Fractures also cause premature tool failure. “Fractures are caused by fatigue, damage or both,” says Albritton. “As the tool becomes galled and scarred from use, the likelihood of fatigue crack propagation and tool failure increases. A fatigue crack is caused by a disruption of the energy traveling through the tool. This will typically look like it was cut almost straight across. There will be a chevron where the crack initiated and there may be a slight lip on the final side to fail.”

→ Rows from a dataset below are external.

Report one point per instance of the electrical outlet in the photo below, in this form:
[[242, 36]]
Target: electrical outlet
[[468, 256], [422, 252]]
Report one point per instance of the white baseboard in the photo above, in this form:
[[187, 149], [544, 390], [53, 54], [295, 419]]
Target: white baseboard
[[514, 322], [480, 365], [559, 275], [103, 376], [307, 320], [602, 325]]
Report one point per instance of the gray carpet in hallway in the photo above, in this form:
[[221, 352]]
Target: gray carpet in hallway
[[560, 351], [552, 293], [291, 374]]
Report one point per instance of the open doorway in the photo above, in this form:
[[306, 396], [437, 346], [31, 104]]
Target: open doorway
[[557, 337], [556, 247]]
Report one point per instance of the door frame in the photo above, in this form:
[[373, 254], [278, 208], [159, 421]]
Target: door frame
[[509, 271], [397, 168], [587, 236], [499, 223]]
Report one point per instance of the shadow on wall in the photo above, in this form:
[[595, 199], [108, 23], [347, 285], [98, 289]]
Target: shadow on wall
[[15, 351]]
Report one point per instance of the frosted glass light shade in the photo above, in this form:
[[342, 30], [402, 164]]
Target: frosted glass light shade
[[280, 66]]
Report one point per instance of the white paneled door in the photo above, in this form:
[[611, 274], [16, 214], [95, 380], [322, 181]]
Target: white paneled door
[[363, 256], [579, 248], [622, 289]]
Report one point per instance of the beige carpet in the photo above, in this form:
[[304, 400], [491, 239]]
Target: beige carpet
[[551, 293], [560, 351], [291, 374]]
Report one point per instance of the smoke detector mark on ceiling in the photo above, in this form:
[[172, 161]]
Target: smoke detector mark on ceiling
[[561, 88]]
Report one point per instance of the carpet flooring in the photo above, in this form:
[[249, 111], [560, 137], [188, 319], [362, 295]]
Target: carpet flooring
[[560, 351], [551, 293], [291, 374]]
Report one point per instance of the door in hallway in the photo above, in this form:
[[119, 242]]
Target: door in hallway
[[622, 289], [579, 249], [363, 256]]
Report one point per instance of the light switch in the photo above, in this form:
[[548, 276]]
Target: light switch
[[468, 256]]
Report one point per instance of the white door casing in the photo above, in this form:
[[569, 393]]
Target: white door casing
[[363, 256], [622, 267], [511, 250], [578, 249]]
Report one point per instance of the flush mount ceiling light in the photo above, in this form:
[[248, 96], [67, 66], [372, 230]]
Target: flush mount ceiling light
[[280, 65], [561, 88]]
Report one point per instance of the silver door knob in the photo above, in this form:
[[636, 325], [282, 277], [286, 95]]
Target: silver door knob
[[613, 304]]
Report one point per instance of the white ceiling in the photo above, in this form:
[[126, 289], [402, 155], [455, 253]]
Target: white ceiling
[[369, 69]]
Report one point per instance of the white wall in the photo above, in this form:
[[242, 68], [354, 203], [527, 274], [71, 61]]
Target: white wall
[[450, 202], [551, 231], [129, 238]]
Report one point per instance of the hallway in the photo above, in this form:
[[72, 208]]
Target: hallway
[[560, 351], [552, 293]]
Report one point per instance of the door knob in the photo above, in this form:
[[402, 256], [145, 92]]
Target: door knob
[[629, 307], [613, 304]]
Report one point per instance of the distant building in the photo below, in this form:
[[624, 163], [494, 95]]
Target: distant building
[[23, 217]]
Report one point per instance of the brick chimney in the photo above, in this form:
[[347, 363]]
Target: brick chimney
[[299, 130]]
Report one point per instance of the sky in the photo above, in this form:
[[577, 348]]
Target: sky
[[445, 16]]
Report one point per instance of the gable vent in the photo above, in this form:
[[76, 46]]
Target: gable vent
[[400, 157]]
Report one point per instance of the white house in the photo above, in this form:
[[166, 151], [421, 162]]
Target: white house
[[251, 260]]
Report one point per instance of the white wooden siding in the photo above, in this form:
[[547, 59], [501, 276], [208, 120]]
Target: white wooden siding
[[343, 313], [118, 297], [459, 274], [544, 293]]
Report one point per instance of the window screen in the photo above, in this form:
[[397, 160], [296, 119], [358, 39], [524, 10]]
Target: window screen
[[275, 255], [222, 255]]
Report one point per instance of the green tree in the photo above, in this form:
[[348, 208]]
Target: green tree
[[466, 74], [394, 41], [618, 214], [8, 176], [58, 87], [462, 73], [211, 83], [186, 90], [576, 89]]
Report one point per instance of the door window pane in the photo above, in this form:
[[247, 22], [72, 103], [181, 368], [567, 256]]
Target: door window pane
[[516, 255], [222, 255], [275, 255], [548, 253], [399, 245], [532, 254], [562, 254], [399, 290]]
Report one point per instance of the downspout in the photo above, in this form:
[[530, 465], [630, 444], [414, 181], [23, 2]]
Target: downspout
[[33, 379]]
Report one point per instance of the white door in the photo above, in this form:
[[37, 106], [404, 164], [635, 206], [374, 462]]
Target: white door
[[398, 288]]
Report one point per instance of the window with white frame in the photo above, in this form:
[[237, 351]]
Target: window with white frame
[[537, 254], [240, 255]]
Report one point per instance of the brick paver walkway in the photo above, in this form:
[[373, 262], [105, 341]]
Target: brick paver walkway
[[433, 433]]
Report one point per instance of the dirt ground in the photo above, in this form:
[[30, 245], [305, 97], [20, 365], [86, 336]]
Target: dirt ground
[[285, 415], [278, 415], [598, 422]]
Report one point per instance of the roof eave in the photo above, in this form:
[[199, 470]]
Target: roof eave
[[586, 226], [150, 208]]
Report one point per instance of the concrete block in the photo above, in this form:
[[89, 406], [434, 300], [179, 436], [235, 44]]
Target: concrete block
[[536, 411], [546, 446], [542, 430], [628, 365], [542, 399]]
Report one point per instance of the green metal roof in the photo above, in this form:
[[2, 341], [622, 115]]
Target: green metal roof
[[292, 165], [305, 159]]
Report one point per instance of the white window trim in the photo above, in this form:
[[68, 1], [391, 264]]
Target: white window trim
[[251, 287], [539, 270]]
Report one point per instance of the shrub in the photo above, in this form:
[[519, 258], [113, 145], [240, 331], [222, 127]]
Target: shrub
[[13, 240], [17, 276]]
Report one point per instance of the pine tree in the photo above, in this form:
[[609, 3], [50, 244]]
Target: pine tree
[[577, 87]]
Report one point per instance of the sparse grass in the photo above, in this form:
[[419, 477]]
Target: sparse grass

A fatigue crack can be caused by inadequate/incorrect lubrication, which causes frictional burning or welding of the tool to the bushing. “This creates the nicks and gouges where these cracks occur,” says Albritton. “One of the best ways to prevent this is correct lubrication. Check the bushing regularly and replace if worn. Do not re-insert a worn and galled tool in a new bushing or a brand new tool in a worn and galled bushing. Never weld on a tool for any reason.”
Dry firing a tool against the retainer pin in the hammer creates failures in the retainer slot area. “Keep the tool properly engaged with the work and limit unproductive piston strokes,” says Albritton. “Check retainer pins regularly and replace if worn, damaged or deformed.” Also prevent side loading or twisting the tool.